Une citation de Racine de Suzanne

Mme Racine est particulièrement heureuse de voir les cueilleurs revenir à son kiosque, après une année 2021 qu’elle qualifie de le pire en 50 ans.

Il y a 50 ans, mes oncles, Gilles et Normand Racine achetaient des bleuets et il n’y en avait pas cette année-là en 1971. Ils avaient acheté à peine 300 paniers dans toute la saison, ce qui n’est vraiment pas beaucoup. L’année dernière, c’était encore pire, nous n’avions même pas acheté 50 paniers. C’était un désastre, je ne veux pas voir ça avant 50 ans !

Un stand de fruits et légumes

Le marché fermier de Rouyn-Noranda

Photo : Radio-Canada / Jean-Michel Cotnoir

Diminution du nombre de cueilleurs

Un autre défi que doivent relever les commerçants qui vendent des myrtilles est le renouvellement de la main-d’œuvre.
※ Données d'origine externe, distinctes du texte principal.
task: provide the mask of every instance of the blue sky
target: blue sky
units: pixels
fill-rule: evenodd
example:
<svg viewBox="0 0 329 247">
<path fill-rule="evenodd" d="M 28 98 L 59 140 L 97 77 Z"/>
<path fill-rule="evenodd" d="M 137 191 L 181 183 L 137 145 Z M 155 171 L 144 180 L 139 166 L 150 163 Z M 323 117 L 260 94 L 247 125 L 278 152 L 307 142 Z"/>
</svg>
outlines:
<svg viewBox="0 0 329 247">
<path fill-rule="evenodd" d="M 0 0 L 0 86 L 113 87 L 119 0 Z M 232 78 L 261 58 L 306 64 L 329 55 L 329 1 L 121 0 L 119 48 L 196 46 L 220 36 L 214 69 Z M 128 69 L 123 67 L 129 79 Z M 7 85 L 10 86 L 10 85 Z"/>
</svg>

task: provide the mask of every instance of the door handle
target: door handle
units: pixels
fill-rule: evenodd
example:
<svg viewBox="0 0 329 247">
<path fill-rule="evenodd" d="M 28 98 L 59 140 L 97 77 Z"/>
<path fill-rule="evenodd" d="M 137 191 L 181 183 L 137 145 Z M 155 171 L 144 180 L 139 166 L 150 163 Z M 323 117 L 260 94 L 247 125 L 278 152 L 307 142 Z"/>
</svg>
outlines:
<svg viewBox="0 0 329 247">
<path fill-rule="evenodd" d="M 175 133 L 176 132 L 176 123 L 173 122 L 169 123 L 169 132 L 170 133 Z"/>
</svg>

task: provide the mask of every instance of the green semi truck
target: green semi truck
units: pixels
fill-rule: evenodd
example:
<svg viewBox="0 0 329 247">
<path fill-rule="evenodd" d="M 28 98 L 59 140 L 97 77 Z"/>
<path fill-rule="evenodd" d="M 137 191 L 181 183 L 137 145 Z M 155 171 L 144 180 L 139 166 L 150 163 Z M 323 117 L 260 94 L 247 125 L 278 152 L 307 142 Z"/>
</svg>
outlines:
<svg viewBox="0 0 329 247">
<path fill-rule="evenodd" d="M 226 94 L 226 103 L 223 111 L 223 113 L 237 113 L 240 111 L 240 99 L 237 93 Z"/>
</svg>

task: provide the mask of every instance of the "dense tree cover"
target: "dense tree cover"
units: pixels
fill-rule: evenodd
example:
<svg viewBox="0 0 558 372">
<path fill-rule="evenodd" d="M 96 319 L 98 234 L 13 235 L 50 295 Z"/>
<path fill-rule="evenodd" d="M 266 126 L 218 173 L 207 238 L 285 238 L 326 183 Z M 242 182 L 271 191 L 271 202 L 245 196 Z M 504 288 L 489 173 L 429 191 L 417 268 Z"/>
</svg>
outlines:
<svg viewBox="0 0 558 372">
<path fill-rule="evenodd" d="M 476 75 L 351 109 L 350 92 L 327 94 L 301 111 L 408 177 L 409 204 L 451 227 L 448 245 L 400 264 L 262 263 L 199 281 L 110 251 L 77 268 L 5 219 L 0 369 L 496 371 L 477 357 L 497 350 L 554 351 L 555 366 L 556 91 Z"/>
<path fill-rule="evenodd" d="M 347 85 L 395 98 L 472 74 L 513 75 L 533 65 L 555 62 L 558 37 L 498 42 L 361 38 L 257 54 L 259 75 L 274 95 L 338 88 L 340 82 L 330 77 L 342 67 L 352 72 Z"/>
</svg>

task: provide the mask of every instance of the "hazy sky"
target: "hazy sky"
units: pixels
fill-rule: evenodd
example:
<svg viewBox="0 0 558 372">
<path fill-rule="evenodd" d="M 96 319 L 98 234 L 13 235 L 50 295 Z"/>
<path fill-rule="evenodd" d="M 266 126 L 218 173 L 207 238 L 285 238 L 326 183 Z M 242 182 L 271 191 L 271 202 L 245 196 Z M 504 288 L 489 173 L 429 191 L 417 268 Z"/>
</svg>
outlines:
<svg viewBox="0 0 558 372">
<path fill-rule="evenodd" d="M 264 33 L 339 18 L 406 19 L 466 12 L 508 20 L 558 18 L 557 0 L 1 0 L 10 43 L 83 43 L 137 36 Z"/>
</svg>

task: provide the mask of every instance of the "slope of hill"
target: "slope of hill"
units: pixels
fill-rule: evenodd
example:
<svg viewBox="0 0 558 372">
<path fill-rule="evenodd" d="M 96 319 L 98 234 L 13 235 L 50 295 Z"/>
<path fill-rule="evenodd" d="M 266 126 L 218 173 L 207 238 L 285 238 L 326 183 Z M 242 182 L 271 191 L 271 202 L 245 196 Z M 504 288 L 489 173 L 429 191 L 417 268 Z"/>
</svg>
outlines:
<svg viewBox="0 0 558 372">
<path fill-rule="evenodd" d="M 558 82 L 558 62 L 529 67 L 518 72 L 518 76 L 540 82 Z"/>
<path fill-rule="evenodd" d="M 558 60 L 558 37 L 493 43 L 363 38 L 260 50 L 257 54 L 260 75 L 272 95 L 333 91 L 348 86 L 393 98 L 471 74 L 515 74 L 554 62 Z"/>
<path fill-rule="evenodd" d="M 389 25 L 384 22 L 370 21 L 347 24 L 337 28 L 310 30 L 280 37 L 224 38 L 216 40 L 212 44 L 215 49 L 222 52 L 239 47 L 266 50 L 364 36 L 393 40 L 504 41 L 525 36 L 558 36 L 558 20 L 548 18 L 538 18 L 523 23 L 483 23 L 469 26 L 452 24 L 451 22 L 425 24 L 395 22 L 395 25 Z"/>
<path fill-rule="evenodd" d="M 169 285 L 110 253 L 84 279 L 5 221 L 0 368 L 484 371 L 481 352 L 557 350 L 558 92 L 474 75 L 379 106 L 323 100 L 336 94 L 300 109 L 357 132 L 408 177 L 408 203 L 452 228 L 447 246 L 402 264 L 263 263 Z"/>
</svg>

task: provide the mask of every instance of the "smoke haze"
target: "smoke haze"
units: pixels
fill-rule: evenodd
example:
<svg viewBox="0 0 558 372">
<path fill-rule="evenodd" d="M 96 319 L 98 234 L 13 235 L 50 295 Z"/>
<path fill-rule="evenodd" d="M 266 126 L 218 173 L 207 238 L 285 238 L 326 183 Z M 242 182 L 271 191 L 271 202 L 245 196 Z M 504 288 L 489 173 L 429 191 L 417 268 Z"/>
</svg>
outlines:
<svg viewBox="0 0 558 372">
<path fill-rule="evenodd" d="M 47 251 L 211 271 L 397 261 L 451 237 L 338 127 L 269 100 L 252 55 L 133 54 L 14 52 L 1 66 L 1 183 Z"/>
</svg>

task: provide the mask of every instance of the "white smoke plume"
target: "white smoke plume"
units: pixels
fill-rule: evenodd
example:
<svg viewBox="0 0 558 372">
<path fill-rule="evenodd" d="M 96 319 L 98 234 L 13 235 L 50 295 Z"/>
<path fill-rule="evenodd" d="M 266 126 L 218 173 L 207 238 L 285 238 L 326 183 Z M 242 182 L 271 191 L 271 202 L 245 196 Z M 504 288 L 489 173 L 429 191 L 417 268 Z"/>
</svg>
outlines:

Quand j’ai commencé à acheter il y a 20 ans, il y avait beaucoup, beaucoup de cueilleurs. Maintenant, ces cueilleurs, ils sont plus âgés et ils cueillent moins, donc nous avons vraiment un très petit bassin de cueilleurs. Comme il y a moins d’ouvriers, il y a aussi beaucoup moins de cueilleurs, donc il faut s’occuper de nos cueilleurs, c’est très importantdit Mme Racine.

La commerçante soutient qu’elle pouvait acheter jusqu’à 15 000 paniers de 15 livres par an, lorsqu’elle est arrivée dans le métier il y a une vingtaine d’années.

Maintenant que cela n’existe plus, nous en achetons une fraction. Si on achète 1000 paniers en un an, c’est vraiment bienelle dit.